A Twitter fight between two University of Central Florida students went viral after Rayyan Sukkarieh called for the expulsion of Kathy Zhu.
The controversy began Thursday afternoon, after Zhu tweeted photographs of Muslim students holding an event where they were encouraging students to try on a hijab and giving out free head coverings.
“I passed this booth that had a big banner that said try on a Hijab,” Zhu said. “So, I thought that was kind of weird so I posted it online and I talked about my beliefs.”
In her tweet, Zhu wrote, “There’s a ‘try a hijab on’ booth at my college campus. So, you’re telling me that it’s now just a fashion accessory and not a religious thing? Or are you just trying to get women used to being oppressed under Islam.”
Following Zhu’s initial tweet, one of the girls who organized the “Try on a hijab event,” Rayyan Sukkarieh, turned to Twitter to blast Zhu’s comments about Islam and Hijabs.

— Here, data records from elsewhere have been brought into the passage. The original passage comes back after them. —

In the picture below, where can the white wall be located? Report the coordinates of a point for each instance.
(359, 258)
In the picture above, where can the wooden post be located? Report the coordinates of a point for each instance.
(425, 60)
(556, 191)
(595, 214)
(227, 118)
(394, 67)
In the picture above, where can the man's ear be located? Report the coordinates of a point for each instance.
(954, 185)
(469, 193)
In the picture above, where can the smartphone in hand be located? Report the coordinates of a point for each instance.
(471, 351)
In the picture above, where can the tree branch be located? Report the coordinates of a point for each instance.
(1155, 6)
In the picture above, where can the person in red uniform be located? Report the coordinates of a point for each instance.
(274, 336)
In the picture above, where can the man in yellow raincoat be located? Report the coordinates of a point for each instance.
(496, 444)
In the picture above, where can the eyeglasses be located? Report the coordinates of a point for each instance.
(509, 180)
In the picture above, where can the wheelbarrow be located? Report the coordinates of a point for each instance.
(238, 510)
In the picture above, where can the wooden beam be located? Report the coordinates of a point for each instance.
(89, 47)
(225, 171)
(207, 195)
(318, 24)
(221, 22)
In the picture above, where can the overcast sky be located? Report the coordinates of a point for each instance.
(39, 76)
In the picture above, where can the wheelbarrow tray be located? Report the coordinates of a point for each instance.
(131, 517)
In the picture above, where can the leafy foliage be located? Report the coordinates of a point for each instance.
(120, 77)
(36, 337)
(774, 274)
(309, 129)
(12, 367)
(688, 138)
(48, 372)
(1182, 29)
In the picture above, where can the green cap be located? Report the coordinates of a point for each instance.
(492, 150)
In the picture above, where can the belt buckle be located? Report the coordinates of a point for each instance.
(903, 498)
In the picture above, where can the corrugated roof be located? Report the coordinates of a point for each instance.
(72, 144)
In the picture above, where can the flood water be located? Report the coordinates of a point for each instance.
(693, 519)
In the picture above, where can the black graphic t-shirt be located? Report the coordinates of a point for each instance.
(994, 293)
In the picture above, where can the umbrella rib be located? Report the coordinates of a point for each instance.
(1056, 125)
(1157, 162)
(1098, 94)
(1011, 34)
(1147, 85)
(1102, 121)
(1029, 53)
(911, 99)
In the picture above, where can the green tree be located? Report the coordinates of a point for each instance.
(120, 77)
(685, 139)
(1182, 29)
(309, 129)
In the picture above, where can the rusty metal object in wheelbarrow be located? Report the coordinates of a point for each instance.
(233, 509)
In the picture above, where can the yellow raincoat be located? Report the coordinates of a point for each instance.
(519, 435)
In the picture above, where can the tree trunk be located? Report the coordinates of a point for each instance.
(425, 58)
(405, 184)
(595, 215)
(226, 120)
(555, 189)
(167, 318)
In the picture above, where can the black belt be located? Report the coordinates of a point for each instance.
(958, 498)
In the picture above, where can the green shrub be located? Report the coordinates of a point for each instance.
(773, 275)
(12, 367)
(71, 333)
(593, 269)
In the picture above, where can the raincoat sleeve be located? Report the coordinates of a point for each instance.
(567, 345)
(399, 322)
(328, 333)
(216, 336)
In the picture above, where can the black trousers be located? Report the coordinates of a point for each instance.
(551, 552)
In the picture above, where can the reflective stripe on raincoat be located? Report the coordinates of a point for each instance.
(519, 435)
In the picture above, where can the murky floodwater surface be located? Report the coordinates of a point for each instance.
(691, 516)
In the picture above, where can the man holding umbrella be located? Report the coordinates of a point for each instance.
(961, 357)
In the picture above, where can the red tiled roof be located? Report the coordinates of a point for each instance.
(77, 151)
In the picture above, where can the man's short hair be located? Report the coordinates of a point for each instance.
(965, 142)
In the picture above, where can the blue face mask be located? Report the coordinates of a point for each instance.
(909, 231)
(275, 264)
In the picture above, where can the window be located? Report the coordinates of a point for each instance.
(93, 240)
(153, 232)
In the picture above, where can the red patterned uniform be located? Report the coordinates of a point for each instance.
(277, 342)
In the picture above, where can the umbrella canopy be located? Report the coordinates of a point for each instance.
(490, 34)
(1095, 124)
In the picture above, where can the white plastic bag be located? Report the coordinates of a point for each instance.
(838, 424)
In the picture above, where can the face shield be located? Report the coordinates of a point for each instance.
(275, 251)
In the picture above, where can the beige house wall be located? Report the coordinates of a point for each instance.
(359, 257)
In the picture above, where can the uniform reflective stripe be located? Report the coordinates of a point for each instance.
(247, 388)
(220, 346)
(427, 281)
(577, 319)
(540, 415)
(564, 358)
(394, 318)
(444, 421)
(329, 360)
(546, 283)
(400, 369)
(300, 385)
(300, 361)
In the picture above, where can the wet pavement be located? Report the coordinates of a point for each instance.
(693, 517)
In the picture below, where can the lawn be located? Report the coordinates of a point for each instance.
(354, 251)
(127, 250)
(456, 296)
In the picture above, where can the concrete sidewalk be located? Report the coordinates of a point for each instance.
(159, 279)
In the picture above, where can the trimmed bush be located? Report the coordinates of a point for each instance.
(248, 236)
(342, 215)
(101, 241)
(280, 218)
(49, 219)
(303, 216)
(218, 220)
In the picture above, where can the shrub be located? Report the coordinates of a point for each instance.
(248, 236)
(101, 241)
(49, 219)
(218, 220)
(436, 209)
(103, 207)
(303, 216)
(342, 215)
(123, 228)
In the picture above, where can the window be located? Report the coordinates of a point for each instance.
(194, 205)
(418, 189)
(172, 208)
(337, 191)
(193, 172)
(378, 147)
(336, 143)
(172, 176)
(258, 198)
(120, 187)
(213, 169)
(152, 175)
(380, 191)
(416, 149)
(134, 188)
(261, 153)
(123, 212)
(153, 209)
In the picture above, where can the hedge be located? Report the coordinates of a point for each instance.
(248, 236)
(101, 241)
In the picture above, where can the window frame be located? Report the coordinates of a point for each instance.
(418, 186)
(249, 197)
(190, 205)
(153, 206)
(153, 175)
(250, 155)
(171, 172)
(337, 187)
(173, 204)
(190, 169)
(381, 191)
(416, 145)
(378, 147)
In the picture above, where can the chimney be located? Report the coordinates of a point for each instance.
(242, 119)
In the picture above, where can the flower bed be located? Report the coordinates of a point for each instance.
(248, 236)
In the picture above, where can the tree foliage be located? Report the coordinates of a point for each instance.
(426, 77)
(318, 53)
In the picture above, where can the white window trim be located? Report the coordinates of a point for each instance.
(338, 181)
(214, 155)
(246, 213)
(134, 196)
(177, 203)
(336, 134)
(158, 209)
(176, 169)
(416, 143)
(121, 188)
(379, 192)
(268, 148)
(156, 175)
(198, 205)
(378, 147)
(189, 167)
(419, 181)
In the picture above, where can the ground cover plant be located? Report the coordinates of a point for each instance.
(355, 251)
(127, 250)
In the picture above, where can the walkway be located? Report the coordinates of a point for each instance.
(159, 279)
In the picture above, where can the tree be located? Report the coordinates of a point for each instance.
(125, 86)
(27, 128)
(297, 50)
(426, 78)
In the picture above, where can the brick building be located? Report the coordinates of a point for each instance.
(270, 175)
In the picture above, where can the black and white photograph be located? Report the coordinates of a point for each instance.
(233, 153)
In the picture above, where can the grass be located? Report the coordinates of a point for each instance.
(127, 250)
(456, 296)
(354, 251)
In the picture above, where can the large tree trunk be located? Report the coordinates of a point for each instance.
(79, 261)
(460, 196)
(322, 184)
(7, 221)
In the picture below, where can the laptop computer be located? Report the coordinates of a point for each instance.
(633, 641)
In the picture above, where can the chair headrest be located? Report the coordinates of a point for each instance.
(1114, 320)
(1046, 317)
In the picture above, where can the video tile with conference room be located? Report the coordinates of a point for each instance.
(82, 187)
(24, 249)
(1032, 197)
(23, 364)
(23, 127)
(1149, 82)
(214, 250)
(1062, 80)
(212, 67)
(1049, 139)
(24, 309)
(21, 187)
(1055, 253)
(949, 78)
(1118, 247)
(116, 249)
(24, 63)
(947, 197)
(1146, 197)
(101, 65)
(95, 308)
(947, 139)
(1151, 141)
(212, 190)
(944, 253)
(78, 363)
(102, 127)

“I’m in the back of the first pic (w/o my consent lol) and I invited you to try one on and you said no thank you,” Sukkarieh wrote. “You didn’t take the time to even ask question or try to understand what Hijab is. That’s ignorant on you. You literally sprinted after taking the photos. Pathetic.
Sukkarieh then sent out a follow up tweet calling for Zhu to be expelled because of her comments and opinions about the event.
“TWITTER DO YOUR THING,” Sukkarieh wrote. “Let’s get this girl expelled. Email firstname.lastname@example.org ( UCF OFFICE OF STUDENT CONDUCT) and send them Kathy’s tweet, including the photos in her thread. Ignorance will not be tolerated on my campus.”
Zhu told Knight News, while she does not believe it was Sukkarieh’s intent to set up an inappropriate event, she still feels that Sukkarieh’s reaction to the whole controversy was over the top.
“Of course (their intent) was nothing explicitly bad. But I do believe this is a way to get people to normalize Islam,” Zhu said. “That’s fine, they can do whatever they want. But they shouldn’t try to expel someone for disagreeing with their views.”
Sukkarieh tweets, set social media on fire with some people supporting her and others condemning her for her anti-first amendment tweet.
“Chilling,” journalist Andy C. Ngo tweeted. “Student at @UCF is mobilizing Twitter mobs to try and get a peer expelled because she was offended by tweet (other student expressed opinion against religious modesty headscarf). Sad that a great tool for communication is abused as a tool for bullying.”
Since the incident, UCF issued the following statement to Knight News:
“The University of Central Florida has received a number of emailed complaints suggesting that disciplinary action be taken against students involved in a disagreement being played out via social media,” said Assistant Director of UCF Communications, Mark Schlueb. “Upon review, neither student’s actions as reported to the university violate our Rules of Conduct.”
Zhu told Knight News she was glad to hear UCF’s decision not to pursue a case against her, and explained her thoughts on this whole situation.
“I think it’s kind of ridiculous how people are trying to censor others for disagreeing with them, and then trying to get them kicked out. That’s the definition of fascism,” Zhu said.